Pelo lado governista, a avaliação é que o descuido na comunicação digital no início do ano abriu espaço para o avanço da oposição. A avaliação na cúpula do Palácio do Planalto é de que o grupo lulista demorou a reagir a crises exploradas nas redes e falhou em construir uma agenda positiva capaz de engajar sua base. Como resposta, o PT passou a estruturar uma ofensiva mais agressiva.

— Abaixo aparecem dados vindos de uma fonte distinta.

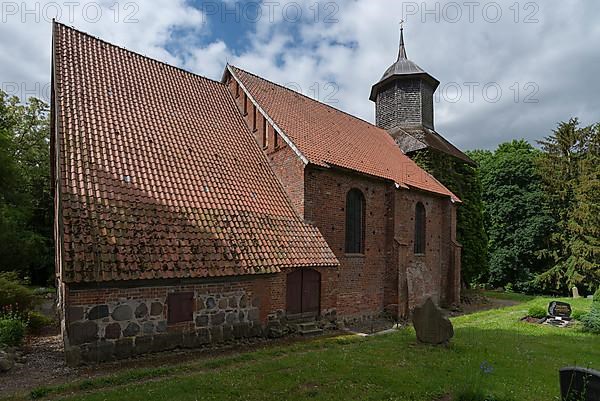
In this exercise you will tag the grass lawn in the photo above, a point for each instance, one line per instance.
(524, 360)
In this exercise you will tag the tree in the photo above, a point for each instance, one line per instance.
(516, 224)
(570, 166)
(25, 198)
(463, 180)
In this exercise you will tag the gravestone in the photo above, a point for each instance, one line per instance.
(559, 309)
(559, 314)
(431, 325)
(579, 384)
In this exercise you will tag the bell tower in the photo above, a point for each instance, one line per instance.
(404, 95)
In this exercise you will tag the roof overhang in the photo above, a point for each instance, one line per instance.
(424, 76)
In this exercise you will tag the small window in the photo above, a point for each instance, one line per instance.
(355, 221)
(180, 307)
(420, 226)
(264, 138)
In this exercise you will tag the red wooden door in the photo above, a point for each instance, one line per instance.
(303, 293)
(311, 291)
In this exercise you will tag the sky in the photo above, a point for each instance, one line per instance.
(508, 69)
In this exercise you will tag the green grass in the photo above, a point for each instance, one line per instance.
(509, 296)
(524, 361)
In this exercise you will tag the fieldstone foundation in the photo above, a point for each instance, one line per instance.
(125, 327)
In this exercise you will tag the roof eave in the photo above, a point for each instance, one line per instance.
(375, 88)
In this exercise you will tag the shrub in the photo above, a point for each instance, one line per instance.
(538, 312)
(15, 297)
(36, 322)
(12, 331)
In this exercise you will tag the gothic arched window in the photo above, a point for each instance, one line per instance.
(355, 222)
(420, 225)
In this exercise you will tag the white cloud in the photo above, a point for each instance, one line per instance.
(557, 56)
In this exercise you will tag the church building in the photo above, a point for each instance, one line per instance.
(193, 212)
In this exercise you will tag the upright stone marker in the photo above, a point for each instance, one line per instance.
(579, 384)
(431, 325)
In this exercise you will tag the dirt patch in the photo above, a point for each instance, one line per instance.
(371, 326)
(476, 302)
(45, 363)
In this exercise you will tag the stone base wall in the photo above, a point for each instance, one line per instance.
(107, 324)
(103, 324)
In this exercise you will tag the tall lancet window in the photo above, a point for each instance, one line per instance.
(420, 228)
(355, 222)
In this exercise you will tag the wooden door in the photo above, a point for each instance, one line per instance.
(303, 293)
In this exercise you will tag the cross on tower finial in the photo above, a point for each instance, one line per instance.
(402, 50)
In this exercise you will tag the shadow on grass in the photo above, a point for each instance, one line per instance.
(513, 363)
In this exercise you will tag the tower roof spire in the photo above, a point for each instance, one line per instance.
(402, 49)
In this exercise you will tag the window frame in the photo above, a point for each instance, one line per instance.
(420, 233)
(180, 307)
(354, 238)
(265, 137)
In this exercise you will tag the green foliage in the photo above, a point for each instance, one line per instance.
(25, 192)
(537, 311)
(16, 298)
(570, 167)
(367, 365)
(516, 224)
(463, 180)
(591, 321)
(578, 315)
(12, 331)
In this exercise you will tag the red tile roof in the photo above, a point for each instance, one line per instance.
(326, 136)
(159, 175)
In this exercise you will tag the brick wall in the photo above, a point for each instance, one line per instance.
(361, 278)
(286, 164)
(103, 324)
(433, 273)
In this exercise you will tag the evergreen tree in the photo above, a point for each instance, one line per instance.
(516, 225)
(25, 200)
(569, 167)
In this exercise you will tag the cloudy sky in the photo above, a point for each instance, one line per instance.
(508, 69)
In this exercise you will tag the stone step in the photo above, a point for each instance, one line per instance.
(311, 332)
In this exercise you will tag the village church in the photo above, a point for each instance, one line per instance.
(191, 211)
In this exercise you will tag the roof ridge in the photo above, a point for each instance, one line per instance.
(308, 97)
(72, 28)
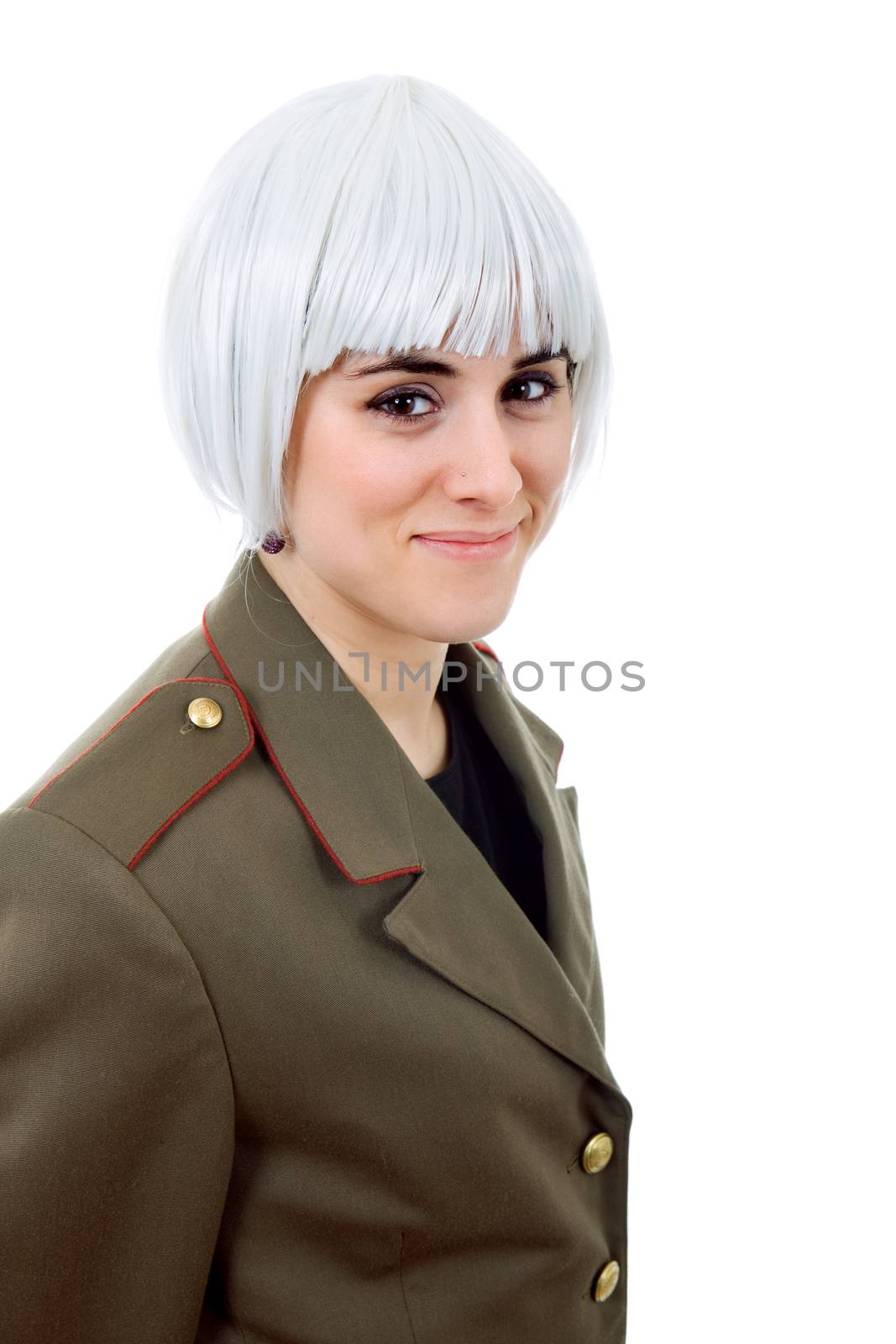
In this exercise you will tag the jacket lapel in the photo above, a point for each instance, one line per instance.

Recentemente, um vídeo do secretário de Comunicação do partido, Eden Valadares, tenta relativizar o impacto das pesquisas eleitorais. “Quem está na frente comemora, quem está atrás se desespera. Mas pesquisa é foto de momento. Não é razão nem para alegria, nem para agonia”, disse o petista. A rodada da Genial/Quaest da última semana mostrou um empate técnico entre Lula e Flávio no segundo turno.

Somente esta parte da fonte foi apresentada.